I. Records Retention
The Department’s regulations specify minimum recordkeeping requirements for insurers with regard to certain types of records. See 11 NYCRR Part 243 (Regulation 152). Regulation 152 does not directly specify any retention requirement for information an insurer obtains from consumers seeking insurance quotes. But Regulation 152 does require an insurer to retain applications for insurance (which typically contain similar information as that provided by the consumer when requesting a quote), whether or not the consumer purchases the insurance. In addition to the application, Regulation 152 also requires an insurer to keep any “other information necessary for reconstructing the solicitation, rating, and underwriting of the contract or policy” for each policy purchased. 11 NYCRR
(b) Except as otherwise required by law or regulation, an insurer shall maintain:
(1) A policy record for each insurance contract or policy for six calendar years after the date the policy is no longer in force or until the filing of the report on examination in which the record was subject to review, whichever is longer . . . A policy record shall include:
* * *
(ii) the application, including any application form or enrollment form for coverage under any insurance contract or policy;
* * *
(iv) other information necessary for reconstructing the solicitation, rating, and underwriting of the contract or policy.
* * *
(2) An application where no policy or contract was issued for six calendar years or until after the filing of the report on examination in which the record was subject to review, whichever is longer.

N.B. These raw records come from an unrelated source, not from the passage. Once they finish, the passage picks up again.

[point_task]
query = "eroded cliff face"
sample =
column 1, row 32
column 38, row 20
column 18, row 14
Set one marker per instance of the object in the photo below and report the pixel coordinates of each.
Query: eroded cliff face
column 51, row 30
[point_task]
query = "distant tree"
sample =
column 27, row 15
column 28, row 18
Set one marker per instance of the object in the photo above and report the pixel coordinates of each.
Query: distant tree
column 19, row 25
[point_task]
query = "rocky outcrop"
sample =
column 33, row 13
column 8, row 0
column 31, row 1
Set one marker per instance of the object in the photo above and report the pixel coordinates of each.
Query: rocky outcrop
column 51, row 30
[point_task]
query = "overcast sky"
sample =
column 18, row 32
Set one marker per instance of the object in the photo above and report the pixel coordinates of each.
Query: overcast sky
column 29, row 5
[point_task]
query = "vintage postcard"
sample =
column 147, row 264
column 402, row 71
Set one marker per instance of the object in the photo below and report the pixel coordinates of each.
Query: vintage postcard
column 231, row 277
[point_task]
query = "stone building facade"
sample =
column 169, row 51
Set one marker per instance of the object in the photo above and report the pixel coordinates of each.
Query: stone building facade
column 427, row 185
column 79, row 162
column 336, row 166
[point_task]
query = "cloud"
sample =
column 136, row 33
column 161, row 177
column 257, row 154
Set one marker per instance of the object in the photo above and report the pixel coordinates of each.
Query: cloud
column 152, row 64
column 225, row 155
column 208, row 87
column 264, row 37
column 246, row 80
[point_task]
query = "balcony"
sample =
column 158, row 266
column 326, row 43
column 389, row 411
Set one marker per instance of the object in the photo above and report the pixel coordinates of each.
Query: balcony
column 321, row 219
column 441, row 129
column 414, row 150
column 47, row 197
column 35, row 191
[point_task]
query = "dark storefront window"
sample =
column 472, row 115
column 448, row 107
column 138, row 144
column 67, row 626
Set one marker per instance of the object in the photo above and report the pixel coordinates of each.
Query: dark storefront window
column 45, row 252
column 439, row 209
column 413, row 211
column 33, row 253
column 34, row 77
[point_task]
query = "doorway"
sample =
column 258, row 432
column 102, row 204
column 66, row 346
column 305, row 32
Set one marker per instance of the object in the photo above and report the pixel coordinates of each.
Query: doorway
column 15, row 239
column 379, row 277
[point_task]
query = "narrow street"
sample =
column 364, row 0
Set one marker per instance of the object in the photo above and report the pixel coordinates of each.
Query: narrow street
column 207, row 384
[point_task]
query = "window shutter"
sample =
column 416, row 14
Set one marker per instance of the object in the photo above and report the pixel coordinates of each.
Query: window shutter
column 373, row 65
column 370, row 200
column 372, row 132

Thus, an insurer is required to retain insurance quote information to the extent that such information is included in an application for insurance (whether or not a policy is issued), and if such information is necessary to reconstruct the solicitation, rating and underwriting of an issued insurance policy. See Opinion of Office of General Counsel No. 03-09-05 (September 8, 2003). An insurer also must retain such records for at least six years, or until after the filing of a report on examination by the Department, whichever is longer.1
Insurance agents maintaining records on behalf of insurers are subject to the same record retention requirements. Indeed, 11 NYCRR
An insurer shall require, by contract or other means, that a person authorized to act on its behalf in connection with the doing of an insurance business, including a managing general agent, an administrator, or other person or entity, shall comply with the provisions of this Part in maintaining records that the insurer would otherwise be required to maintain. Notwithstanding the above, the insurer shall be responsible if the person or entity fails to maintain the records in the required manner.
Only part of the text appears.